Ce livre je le conseille à tous mais surtout à Michèle ma
chère MamieRousse que j'imagine dans quelques jours complètement imprégnée
elle-aussi de cette atmosphère si particulière qui se dégage de cette histoire
dans les ruelles sombres de Venise à Noël.
J'ai en fait découvert l'univers littéraire, le style très
particulier de Claudie Gallay en lisant d'abord " Les déferlantes "
grâce aux conseils d'une amie qui habite à deux pas de chez moi, Lili que
j'aime beaucoup et que je ne vois pas assez souvent, puis je me suis procuré
" L'amour est une île « .
Après ces lectures j'ai ouvert " Seule, Venise
" avec un besoin pressant de me plonger à nouveau dans l'ambiance si
personnelle de Claudie Gallay. Je ne suis pas déçue.
Mon avis :
C'est bientôt Noël. Notre héroïne est désespérée
" elle a le corps en friche " lorsqu'elle prend ce train
qui l'entraîne le plus loin possible, le plus loin possible dans son histoire
c'est Venise mais Venise glacée sous la pluie, dans le vent et sous la neige.
Venise isolée, abandonnée tout comme elle. ... Page 10 " Je baisse la
vitre.
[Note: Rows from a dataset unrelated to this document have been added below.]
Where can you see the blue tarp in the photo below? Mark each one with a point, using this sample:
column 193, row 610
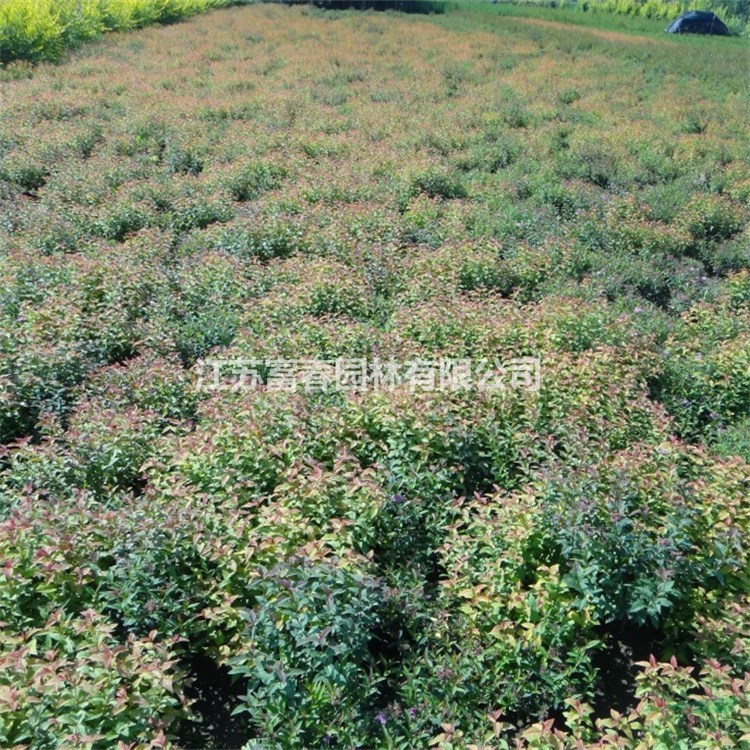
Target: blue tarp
column 698, row 22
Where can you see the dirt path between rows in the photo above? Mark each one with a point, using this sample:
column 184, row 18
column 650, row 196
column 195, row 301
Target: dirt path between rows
column 610, row 36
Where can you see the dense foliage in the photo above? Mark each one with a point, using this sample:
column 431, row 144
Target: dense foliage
column 42, row 29
column 568, row 567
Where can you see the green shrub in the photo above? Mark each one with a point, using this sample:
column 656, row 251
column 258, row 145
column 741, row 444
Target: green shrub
column 74, row 670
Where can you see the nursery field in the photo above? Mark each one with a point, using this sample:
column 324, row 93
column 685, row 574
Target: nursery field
column 192, row 556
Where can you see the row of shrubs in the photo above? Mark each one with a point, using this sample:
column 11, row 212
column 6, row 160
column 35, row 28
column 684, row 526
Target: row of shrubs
column 185, row 567
column 42, row 29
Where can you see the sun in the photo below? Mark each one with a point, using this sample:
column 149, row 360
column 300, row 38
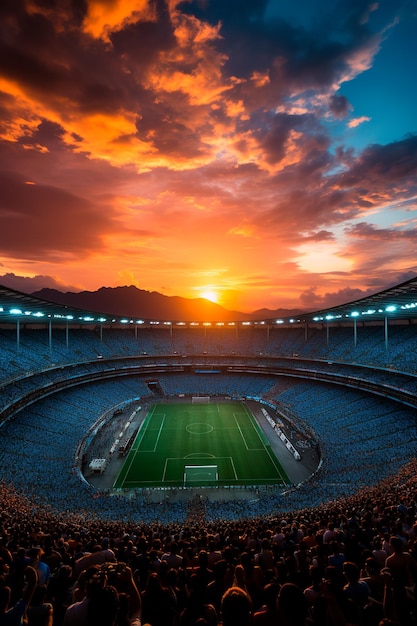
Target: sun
column 210, row 295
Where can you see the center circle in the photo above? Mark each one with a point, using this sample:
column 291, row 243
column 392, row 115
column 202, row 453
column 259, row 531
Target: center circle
column 199, row 428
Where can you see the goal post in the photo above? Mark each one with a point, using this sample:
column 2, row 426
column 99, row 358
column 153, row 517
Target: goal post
column 200, row 473
column 200, row 400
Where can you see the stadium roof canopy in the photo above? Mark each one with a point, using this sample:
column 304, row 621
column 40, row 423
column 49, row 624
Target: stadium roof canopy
column 398, row 302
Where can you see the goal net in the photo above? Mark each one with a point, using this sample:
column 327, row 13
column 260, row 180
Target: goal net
column 200, row 473
column 200, row 399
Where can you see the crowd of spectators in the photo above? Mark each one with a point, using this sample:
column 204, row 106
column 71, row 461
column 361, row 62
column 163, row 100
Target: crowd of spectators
column 349, row 562
column 70, row 555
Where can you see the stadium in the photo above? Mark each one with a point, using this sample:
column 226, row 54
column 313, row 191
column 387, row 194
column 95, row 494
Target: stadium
column 328, row 398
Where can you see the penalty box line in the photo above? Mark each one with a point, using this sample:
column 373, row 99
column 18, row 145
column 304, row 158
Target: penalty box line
column 213, row 459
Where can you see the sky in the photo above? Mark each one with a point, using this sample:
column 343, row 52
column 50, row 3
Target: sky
column 259, row 153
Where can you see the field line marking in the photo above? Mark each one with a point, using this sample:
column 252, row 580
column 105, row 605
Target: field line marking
column 233, row 467
column 159, row 432
column 240, row 430
column 273, row 459
column 165, row 469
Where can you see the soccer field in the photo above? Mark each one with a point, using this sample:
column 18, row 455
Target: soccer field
column 200, row 445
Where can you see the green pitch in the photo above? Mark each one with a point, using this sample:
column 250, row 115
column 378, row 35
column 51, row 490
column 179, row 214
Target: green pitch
column 200, row 445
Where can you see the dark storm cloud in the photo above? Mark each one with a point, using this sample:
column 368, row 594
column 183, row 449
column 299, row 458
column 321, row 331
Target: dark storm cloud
column 380, row 166
column 49, row 221
column 308, row 57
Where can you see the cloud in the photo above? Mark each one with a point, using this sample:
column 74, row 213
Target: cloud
column 30, row 284
column 162, row 139
column 353, row 123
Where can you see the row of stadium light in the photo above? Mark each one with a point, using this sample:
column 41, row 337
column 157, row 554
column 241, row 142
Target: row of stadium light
column 87, row 318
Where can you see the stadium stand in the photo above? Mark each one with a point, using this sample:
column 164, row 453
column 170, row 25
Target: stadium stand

Je passe la tête. La lagune. Sur la gauche, une île se détache. Quelques
arbres avec du gravier autour. Une île fantôme. Une île comme une tombe. Au
loin, derrière la brume, un pan de mur, quelques pierres roses, le campanile
dressé d'une église. Des façades perdues, noyées, comme absorbées. Venise,
l'opaque. C'est ainsi qu'elle m'apparaît la première fois " ...
Le lecteur lit en fait les pensées intimes de cette femme,
pensées qui s'adressent à un homme rencontré au hasard de ses errances. Va-t-il
contribuer à sa reconstruction ?
On retrouve dans ce roman des similitudes avec les livres
précédents mais ça ne m'a aucunement dérangée. Femme seule en déprime profonde.
Solitude. D'autres solitudes alentours. Un endroit précis parfaitement détaillé
où l'histoire va se dérouler. Un quotidien minutieusement détaillé aussi c'est
le style de Claudie Gallay. Le vent, ici la Bora un vent d'Est glacial. Un
homme qui passe dans sa vie à petits coups de rencontres hasardeuses du moins
dans la première partie. Une personne recherchée. des religieux (pour ne pas
trop en dire).
Autour de cette femme gravitent plusieurs personnages tous
aussi attachants les uns que les autres. Le propriétaire de la pension Luigi
qui s'occupe de la cuisine, de tout et de ses 18 chats qui n'entrent jamais
dans la maison. Il est seul, il attend sa fille et ses petits enfants pour
Noël, pour passer le temps il construit des maquettes avec des allumettes.
Page 19 …" Quand j'arrive devant la porte, je sonne. La
porte s'ouvre. Derrière, un grand jardin entouré de murs. Tout au fond, la
pension. L'ancien palais des Bragadin "... Il y a 3 chambres.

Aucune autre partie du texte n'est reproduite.